Almost by definition, the white nationalist movement over the past 40 years has worked against the political establishment. It was too easy for politicians to condemn the movement — even when there was overlap on policy issues — because it was a liability without enough political force to make the huge cost of associating with it worthwhile. Until Tuesday, I didn’t believe that had changed.
We have all observed the administration’s decisions over the past several months that aligned with the white nationalist agenda, such as limiting or completely cutting off legal and illegal immigration, especially of Hispanics and Muslims; denigrating black communities as criminal and poor, threatening to unleash an even greater police force on them; and going after affirmative action as antiwhite discrimination. But I had never believed Trump’s administration would have trouble distancing itself from the actual white nationalist movement.
Yet President Trump stepped in to salvage the message that the rally organizers had originally hoped to project: “George Washington was a slave owner,” he said, and asked, “So will George Washington now lose his status?” Then: “How about Thomas Jefferson?” he asked. “Because he was a major slave owner. Now are we going to take down his statue?” He added: “You’re changing history. You’re changing culture.”
Until Trump’s comments, few critics seemed to identify the larger relationship the alt-right sees between its beliefs and the ideals of the American founders. Charlottesville is synonymous with Jefferson. The city lies at the foot of Monticello and is the home of the University of Virginia, the school he founded. Over the years I’ve made several pilgrimages to Charlottesville, both when I was a white nationalist and since I renounced the ideology. While we all know that Jefferson was the author of the Declaration of Independence, which declared that “all men are created equal,” his writings also offer room for explicitly white nationalist interpretation.
My father observed many times that the quotation from Jefferson’s autobiography embedded on the Jefferson Memorial is deceptive because it reads, “Nothing is more certainly written in the book of fate than that these [the Negro] people are to be free.” It does not include the second half of the sentence: “Nor is it less certain that the two races, equally free, cannot live in the same government. Nature, habit, opinion has drawn indelible lines of distinction between them.”
Jefferson’s writings partly inspired the American colonization movement, which encouraged the return of free black people to Africa — a goal that was pursued even by Abraham Lincoln during the first years of the Civil War.
The most fundamental legislative goal of the white nationalist movement is to limit nonwhite immigration. It is important to remember that such limits were in place during the lifetimes of many current white nationalists; it was the default status until the 1960s. In the 1790s, the first naturalization laws of the United States Congress limited citizenship to a “free white person.”
Legislation in the 1920s created quotas for immigration based on national origin, which placed severe restrictions on the total number of immigrants and favored northern and western European immigration.

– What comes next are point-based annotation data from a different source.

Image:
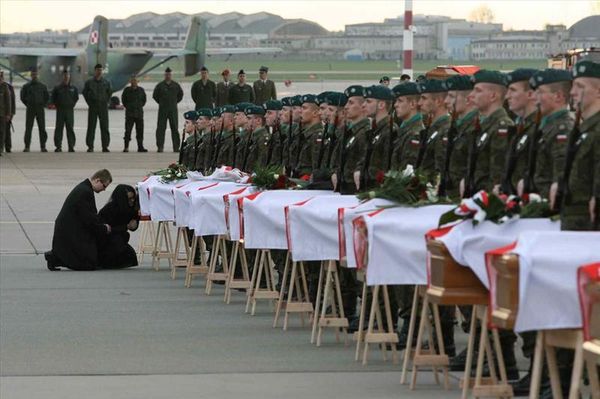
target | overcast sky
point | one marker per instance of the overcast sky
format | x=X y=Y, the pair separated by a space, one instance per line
x=36 y=15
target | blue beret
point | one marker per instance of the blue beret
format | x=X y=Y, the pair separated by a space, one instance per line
x=378 y=92
x=354 y=91
x=406 y=89
x=548 y=76
x=458 y=83
x=586 y=69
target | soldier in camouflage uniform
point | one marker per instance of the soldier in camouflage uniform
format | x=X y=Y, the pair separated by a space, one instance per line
x=552 y=87
x=256 y=155
x=522 y=102
x=431 y=103
x=34 y=95
x=492 y=141
x=407 y=144
x=352 y=144
x=377 y=105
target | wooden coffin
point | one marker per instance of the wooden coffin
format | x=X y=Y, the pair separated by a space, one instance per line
x=506 y=304
x=452 y=283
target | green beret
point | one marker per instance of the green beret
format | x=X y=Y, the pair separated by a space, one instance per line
x=458 y=83
x=254 y=110
x=520 y=75
x=337 y=99
x=432 y=86
x=309 y=98
x=241 y=107
x=586 y=69
x=228 y=109
x=286 y=101
x=487 y=76
x=406 y=89
x=354 y=91
x=273 y=105
x=379 y=93
x=190 y=115
x=204 y=113
x=548 y=76
x=296 y=101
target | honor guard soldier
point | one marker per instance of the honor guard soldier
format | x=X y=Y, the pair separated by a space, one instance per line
x=134 y=99
x=34 y=95
x=167 y=94
x=522 y=102
x=241 y=92
x=64 y=97
x=188 y=148
x=406 y=147
x=548 y=149
x=464 y=113
x=352 y=144
x=264 y=88
x=378 y=103
x=222 y=96
x=488 y=154
x=433 y=150
x=96 y=92
x=204 y=91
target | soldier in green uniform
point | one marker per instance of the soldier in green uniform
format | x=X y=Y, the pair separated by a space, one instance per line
x=222 y=95
x=64 y=97
x=352 y=145
x=264 y=88
x=204 y=91
x=34 y=95
x=457 y=102
x=256 y=155
x=225 y=146
x=522 y=102
x=241 y=92
x=134 y=99
x=408 y=142
x=96 y=92
x=167 y=94
x=274 y=137
x=552 y=87
x=581 y=189
x=378 y=103
x=433 y=150
x=491 y=143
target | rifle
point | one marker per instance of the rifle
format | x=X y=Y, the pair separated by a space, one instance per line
x=423 y=140
x=181 y=147
x=446 y=180
x=393 y=136
x=516 y=133
x=470 y=179
x=572 y=147
x=529 y=183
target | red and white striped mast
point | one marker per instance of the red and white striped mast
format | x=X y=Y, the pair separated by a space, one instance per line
x=407 y=40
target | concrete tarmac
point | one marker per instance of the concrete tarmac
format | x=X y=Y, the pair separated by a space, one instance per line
x=138 y=334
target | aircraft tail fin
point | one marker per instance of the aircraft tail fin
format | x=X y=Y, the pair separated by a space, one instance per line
x=196 y=42
x=97 y=43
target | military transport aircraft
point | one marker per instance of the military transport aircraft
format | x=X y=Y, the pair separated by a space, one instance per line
x=119 y=64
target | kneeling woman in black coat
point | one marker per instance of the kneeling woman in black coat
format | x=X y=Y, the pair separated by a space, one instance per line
x=121 y=213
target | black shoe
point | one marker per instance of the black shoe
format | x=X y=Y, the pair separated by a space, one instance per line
x=51 y=261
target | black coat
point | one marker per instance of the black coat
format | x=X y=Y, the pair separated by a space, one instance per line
x=77 y=229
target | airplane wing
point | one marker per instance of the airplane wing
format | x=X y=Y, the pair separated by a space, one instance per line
x=39 y=51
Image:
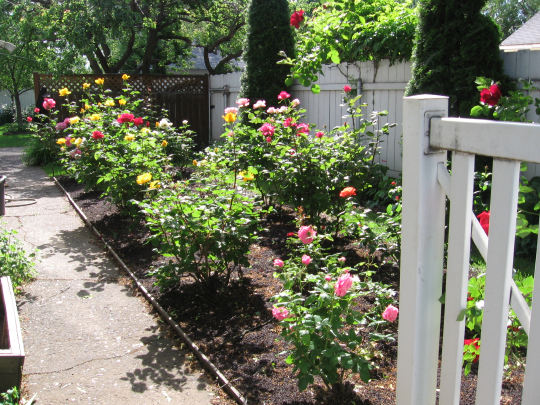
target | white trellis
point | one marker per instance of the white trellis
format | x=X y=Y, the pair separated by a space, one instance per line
x=427 y=136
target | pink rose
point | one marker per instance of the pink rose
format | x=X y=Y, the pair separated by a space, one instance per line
x=267 y=129
x=296 y=18
x=259 y=104
x=97 y=135
x=232 y=110
x=306 y=260
x=125 y=118
x=343 y=285
x=278 y=263
x=280 y=313
x=302 y=128
x=483 y=218
x=306 y=234
x=49 y=103
x=283 y=95
x=242 y=102
x=390 y=313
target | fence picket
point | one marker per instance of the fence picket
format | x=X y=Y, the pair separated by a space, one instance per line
x=459 y=246
x=498 y=280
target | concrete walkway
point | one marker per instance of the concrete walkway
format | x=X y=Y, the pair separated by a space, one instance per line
x=87 y=338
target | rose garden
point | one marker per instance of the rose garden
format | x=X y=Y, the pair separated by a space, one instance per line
x=277 y=248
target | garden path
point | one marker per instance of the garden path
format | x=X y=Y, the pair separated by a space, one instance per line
x=87 y=337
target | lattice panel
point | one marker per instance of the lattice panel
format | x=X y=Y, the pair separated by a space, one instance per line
x=146 y=84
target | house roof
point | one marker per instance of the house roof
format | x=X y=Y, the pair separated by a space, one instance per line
x=526 y=37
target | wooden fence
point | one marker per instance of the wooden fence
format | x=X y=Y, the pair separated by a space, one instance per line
x=185 y=97
x=382 y=87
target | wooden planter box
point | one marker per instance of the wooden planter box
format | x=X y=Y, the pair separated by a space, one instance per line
x=11 y=345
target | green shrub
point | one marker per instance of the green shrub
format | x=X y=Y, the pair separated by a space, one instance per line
x=15 y=262
x=268 y=34
x=454 y=44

It was only with the civil rights movement of the 1960s that the national origin quota system was abolished and Congress fully removed the restriction favoring white immigrants.
I’m not offering these historical anecdotes to defame the history of the country. I’m not calling for Jefferson’s statue to be removed along with the Confederate memorials. I do, however, think it is essential that we recognize that the white nationalist history embedded in American culture lends itself to white nationalist rallies like the one in Charlottesville. If you want to preserve Confederate memorials, but you don’t work to build monuments to historical black leaders, you share the same cause as the marchers.

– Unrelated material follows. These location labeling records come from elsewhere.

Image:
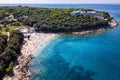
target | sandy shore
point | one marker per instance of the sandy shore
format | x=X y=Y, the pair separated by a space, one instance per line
x=21 y=71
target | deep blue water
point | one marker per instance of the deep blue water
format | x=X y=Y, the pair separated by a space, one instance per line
x=87 y=57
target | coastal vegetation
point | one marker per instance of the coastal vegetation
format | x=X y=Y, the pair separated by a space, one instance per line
x=52 y=19
x=9 y=50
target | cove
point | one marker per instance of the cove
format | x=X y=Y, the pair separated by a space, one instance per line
x=86 y=57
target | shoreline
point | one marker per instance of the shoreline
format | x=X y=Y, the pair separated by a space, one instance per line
x=21 y=71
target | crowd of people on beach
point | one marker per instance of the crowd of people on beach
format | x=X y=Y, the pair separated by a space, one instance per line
x=21 y=71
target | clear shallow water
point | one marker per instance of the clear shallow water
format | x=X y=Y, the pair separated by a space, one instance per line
x=88 y=57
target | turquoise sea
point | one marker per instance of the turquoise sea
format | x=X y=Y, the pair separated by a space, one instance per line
x=86 y=57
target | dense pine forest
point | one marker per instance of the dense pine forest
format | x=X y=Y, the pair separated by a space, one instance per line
x=9 y=50
x=52 y=19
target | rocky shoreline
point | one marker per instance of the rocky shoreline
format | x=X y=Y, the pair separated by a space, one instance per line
x=21 y=71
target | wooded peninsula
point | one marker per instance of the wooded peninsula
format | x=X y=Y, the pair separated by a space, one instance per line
x=54 y=19
x=47 y=20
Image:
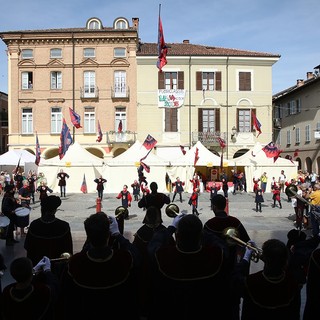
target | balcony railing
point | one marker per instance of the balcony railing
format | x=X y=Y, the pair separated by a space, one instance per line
x=121 y=137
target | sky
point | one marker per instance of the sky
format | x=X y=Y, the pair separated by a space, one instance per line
x=289 y=28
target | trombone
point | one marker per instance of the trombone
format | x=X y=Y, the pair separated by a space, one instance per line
x=231 y=233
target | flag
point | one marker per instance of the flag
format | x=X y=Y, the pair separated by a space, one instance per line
x=182 y=150
x=65 y=139
x=120 y=126
x=149 y=142
x=100 y=135
x=75 y=118
x=84 y=188
x=162 y=48
x=196 y=157
x=256 y=123
x=272 y=151
x=38 y=151
x=221 y=142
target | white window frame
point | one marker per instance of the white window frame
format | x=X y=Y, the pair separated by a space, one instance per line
x=56 y=80
x=89 y=122
x=27 y=121
x=56 y=120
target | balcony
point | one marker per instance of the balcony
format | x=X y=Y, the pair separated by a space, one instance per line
x=89 y=93
x=120 y=93
x=114 y=137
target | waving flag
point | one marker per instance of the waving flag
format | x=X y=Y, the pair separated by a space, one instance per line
x=149 y=142
x=256 y=123
x=84 y=188
x=100 y=135
x=38 y=151
x=162 y=48
x=120 y=126
x=65 y=139
x=75 y=118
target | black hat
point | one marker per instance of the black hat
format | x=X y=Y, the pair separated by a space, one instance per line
x=51 y=202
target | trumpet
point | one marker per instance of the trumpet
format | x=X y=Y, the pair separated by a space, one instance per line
x=231 y=233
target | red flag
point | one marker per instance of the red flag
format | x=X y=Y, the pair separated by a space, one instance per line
x=38 y=151
x=149 y=142
x=84 y=188
x=182 y=150
x=65 y=139
x=196 y=157
x=100 y=135
x=120 y=126
x=256 y=123
x=75 y=118
x=162 y=48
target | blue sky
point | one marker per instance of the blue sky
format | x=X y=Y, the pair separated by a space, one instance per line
x=286 y=27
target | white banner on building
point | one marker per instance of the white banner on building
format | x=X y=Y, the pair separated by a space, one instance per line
x=171 y=98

Until Tuesday I believed the organizers of the rally had failed in their goal to make their movement more appealing to average white Americans. The rally superimposed Jefferson’s image on that of a pseudo K.K.K. rally and brought the overlap between Jefferson and white nationalist ideas to mind for anyone looking to find them. But the horrific violence that followed seemed to hurt their cause.
And then President Trump intervened. His comments supporting the rally gave new purpose to the white nationalist movement, unlike any endorsement it has ever received. Among its followers, being at that rally will become something to brag about, and some people who didn’t want to be associated with extremism will now see the cause as more mainstream. When the president doesn’t provide condemnation that he has been pressed to give, what message does that send but encouragement?

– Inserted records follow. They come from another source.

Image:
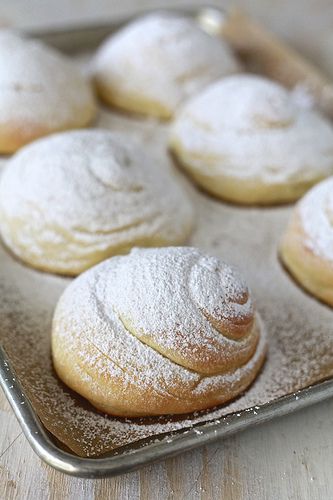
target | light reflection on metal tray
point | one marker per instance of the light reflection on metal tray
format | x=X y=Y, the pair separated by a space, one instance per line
x=144 y=452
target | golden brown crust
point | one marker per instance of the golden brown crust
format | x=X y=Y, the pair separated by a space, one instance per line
x=176 y=355
x=312 y=272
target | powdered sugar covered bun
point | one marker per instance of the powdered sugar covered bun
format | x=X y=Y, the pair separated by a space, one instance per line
x=71 y=200
x=158 y=331
x=41 y=92
x=307 y=246
x=157 y=61
x=246 y=139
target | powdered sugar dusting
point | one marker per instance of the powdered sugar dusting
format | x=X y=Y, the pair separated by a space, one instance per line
x=248 y=127
x=40 y=86
x=316 y=210
x=299 y=329
x=133 y=320
x=162 y=58
x=68 y=198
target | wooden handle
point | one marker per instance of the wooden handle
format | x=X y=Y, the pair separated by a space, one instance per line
x=267 y=55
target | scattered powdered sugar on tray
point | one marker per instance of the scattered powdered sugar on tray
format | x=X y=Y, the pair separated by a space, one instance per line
x=300 y=329
x=316 y=210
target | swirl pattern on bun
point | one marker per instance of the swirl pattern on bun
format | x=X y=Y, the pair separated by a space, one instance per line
x=159 y=331
x=73 y=199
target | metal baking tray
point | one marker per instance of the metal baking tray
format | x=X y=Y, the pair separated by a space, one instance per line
x=143 y=452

The United States was founded as a white nationalist country, and that legacy remains today. Things have improved from the radical promotion of white people at the expense of all others, which has persisted for most of our history, yet most of us have not accepted the extent to which white identity guides so much of what we still do. Sometimes it seems that the white nationalists are most honest about the very real foundation of white supremacy upon which our nation was built.
The president’s words legitimized the worst of our country, and now the white nationalist movement could be poised to grow. To challenge these messages, we need to acknowledge the continuity of white nationalist thought in American history, and the appeal it still holds.
It is a fringe movement not because its ideas are completely alien to our culture, but because we work constantly to argue against it, expose its inconsistencies and persuade our citizens to counter it. We can no longer count on the country’s leader to do this, so it’s now incumbent upon all of us.